A looplet cartridge is just a directory of declarative files plus (optionally) some Python. The portability analyser answers one question about any cartridge:

Can this agent package run on a non-Python loader (Rust / Go / TypeScript), and if not, exactly which components pin it to a Python host?

from looplet.cartridge import analyse_cartridge

report = analyse_cartridge("examples/dep_doctor_portable.cartridge")
print(report.render())
print(report.profile)   # "portable" | "python-host"
print(report.blockers)  # the INPROCESS components, if any

The analyser is static: it reads the cartridge directory and its config.yaml / runtime.yaml rather than importing any Python bodies, so it can grade cartridges whose code can't even be imported in the current environment.

The four tiers

Every component is classified into one of four tiers (best → worst for portability). A cartridge is in the portable profile when it has zero INPROCESS components; otherwise it is python-host and the INPROCESS components are the exact blockers.

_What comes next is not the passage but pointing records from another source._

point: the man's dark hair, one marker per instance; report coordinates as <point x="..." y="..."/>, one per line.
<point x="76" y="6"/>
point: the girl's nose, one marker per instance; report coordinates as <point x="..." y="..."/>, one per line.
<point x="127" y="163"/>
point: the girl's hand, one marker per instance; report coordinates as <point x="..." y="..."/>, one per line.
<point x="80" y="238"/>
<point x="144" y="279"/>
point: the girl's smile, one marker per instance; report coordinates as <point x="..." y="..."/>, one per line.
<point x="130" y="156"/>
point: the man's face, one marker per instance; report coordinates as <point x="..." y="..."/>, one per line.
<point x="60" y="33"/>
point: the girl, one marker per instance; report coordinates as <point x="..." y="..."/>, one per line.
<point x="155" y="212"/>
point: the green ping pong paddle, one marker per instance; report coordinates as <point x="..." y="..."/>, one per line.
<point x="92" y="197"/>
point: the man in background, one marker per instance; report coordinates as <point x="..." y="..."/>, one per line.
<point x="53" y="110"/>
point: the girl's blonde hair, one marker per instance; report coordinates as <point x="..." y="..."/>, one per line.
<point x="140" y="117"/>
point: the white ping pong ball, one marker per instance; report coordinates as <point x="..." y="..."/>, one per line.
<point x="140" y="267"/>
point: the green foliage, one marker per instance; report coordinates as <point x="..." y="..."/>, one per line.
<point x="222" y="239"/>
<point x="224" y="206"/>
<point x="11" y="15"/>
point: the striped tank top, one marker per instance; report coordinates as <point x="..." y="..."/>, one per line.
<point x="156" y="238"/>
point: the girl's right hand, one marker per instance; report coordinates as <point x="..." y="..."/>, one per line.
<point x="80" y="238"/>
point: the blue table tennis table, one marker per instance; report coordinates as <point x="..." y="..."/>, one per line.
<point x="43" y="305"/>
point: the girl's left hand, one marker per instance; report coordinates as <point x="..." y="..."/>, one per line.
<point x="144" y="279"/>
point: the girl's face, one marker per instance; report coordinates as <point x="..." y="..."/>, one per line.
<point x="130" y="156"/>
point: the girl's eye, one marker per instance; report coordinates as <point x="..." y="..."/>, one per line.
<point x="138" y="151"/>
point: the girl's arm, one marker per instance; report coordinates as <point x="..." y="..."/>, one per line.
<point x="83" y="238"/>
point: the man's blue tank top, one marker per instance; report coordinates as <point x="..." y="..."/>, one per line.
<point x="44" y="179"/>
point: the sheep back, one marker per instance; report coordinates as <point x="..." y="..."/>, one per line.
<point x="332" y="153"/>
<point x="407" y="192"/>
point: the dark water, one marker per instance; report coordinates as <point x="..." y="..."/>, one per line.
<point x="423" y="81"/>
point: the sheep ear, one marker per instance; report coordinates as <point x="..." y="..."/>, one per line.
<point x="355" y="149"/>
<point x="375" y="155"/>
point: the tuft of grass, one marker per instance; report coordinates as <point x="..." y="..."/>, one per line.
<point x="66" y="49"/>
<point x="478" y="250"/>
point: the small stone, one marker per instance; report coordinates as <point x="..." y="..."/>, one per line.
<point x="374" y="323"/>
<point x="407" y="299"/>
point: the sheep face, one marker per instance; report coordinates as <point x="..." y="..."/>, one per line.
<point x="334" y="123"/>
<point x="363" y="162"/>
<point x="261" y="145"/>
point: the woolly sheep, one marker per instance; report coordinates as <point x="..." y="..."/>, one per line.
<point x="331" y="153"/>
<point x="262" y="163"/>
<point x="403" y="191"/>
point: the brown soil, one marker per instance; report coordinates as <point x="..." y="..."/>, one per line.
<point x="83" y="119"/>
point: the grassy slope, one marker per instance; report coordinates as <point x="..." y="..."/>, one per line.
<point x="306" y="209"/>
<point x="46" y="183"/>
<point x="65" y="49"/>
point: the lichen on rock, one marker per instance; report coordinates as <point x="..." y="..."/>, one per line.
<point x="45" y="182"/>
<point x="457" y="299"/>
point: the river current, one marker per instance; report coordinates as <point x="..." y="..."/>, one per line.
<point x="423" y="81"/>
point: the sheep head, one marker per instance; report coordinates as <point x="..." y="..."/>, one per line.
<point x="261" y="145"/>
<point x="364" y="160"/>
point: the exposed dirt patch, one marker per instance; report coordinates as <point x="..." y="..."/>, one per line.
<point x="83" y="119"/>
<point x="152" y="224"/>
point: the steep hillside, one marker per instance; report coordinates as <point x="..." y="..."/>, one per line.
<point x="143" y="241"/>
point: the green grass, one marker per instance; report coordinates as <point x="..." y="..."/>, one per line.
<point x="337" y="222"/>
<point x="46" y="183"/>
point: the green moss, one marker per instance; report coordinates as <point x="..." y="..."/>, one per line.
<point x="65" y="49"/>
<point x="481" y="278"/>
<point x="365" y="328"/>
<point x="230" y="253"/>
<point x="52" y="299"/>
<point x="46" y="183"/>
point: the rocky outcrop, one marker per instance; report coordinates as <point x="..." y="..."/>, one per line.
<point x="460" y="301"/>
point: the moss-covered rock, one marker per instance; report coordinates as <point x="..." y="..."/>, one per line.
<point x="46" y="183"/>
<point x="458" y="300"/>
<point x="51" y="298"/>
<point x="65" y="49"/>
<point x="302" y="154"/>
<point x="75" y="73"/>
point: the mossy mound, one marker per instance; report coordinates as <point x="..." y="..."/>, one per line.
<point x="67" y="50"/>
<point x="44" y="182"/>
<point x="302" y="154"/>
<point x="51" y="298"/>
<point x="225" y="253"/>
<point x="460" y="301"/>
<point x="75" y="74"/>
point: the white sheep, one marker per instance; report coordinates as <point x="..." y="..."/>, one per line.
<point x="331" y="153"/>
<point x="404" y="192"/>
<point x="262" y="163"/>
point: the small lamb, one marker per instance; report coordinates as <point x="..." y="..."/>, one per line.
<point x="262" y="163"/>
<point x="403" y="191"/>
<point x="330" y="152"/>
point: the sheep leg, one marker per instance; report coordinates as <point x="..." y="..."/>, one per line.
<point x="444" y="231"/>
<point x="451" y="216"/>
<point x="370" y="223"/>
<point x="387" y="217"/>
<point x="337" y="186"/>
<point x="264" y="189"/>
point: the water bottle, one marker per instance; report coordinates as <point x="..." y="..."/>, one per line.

Tier Symbol Meaning Blocker?
PROTOCOL Pure data or out-of-process protocol — config.yaml, prompts/, mcp_servers: tools, kind: lep hooks. Runs on any conforming loader with no shared code. no
STDLIB Declarative reference to a looplet-shipped archetype (builtin_tools: / builtin_hooks:). No Python body in the cartridge. no
RUNTIME A resources/*.py whose only job is to wrap a host-provided service (compaction, the skill manager) via a looplet factory like default_compact_service. The service is a host responsibility every loader ships its own equivalent of. no
INPROCESS A Python body or author-owned shared object that pins the cartridge to a Python host — tools/<n>/execute.py, single-file tools/<n>.py, hooks/<n>/ class hooks, author-owned resources/*.py (@ref shared mutable state). yes

extends: is resolved transitively: a child cartridge inherits its parent's components (and therefore its parent's blockers), tagged (inherited) in the report.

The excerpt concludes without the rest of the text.